Я стал искать глазами Сильвио, но Мишель, догадавшись о моем намерении, сказал:

— Сильвио здесь, он не мог вынести зловония, и я проводил его в соседнюю комнату, где стоит алтарь.

Я отправился за Сильвио. Он сидел за накрытым столом, уставленным аппетитными яствами; бутылки шампанского обещали веселье, было тут и бордо, и бургундское, и риверсальт, руссильонское, эрмитаж, — словом, депутация всех французских вин. Большой паштет из гусиной печенки возвышался между блюдом с лососевой форелью и окороком. Скоро семеро молодых людей присоединились к нам, и мы принялись есть, пить, шутить по поводу вскрытия, паштета, форели и Анриетты.

Мишель, желая что-то показать, сломал берцовую кость бедной девушки.

— Ах, ах! — проговорил я после нескольких бокалов шампанского. — Могли бы вы начертить мне маршрут Анриетты? Где она теперь?

— Теперь, — отвечал Мишель, — если ее кости достаточно белы, мамаша Виргиния…

— А, ее зовут Виргинией?

— Да, мамаша Виргиния, наверное, продала их для домино… и остается лишь плоть, а из нее извлекают воск, который употребляют при изготовлении красивых полупрозрачных свечей.

— Так что я имею шанс потерять часть своего состояния на зеленом сукне, освещенном всем, что так очаровывало меня в Анриетте! О, ужас! О, цивилизация!.. Общество как свинья — все идет в дело!
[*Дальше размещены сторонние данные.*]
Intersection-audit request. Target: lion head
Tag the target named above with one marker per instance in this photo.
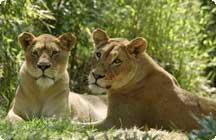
(115, 62)
(46, 56)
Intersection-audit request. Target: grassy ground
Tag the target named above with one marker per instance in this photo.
(42, 129)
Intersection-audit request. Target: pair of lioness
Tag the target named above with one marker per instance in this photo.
(140, 92)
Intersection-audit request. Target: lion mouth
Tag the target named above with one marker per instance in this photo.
(96, 84)
(45, 76)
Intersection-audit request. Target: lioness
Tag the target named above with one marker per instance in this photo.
(44, 82)
(140, 92)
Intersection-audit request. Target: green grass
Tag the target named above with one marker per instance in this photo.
(40, 129)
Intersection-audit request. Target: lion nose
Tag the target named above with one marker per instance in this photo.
(43, 66)
(97, 76)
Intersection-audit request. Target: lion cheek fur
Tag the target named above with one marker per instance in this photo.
(44, 83)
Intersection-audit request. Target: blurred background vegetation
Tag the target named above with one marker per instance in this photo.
(181, 36)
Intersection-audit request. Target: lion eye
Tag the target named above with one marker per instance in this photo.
(55, 53)
(117, 61)
(34, 54)
(98, 54)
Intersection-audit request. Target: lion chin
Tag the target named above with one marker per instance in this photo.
(45, 82)
(96, 89)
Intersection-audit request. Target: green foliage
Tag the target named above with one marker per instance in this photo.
(207, 131)
(208, 39)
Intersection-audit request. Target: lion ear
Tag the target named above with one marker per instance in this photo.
(25, 39)
(67, 40)
(100, 36)
(137, 46)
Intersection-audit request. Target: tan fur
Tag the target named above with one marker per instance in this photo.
(140, 92)
(46, 93)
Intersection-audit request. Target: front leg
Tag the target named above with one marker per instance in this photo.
(101, 125)
(13, 117)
Ужас!..

— За здоровье новоиспеченного доктора! — закричали все вокруг, и все стаканы сдвинулись и зазвенели; этот тост завершил завтрак.

— Что сказали бы классики и греки, так почитавшие мертвых!..

— Греки никогда не изобрели бы паровую машину, не открыли бы кровообращение, нервные токи и прочее.

Когда я выходил, мамаша Виргиния потянула меня за рукав и показала мне тщательно вымытую и выскобленную кость.

— Бедренная кость, белая как снег; если вы, сударь, хотите получить ее за монетку в тридцать су… вы могли бы сделать из нее разрезной нож для бумаги… это был бы сувенир, поскольку вы говорили, что она была вашей подружкой…

— Спасибо… — ответил я важно.

И я забрал бедренную кость Анриетты. Знаменитый художник взялся выгравировать на одной стороне рукоятки ножа изображение осла, на другой — молодой девушки. Я уверен, что не посрамил доброго пашу из оды г-на Виктора Гюго, который оплакивал смерть своего нубийского тигра.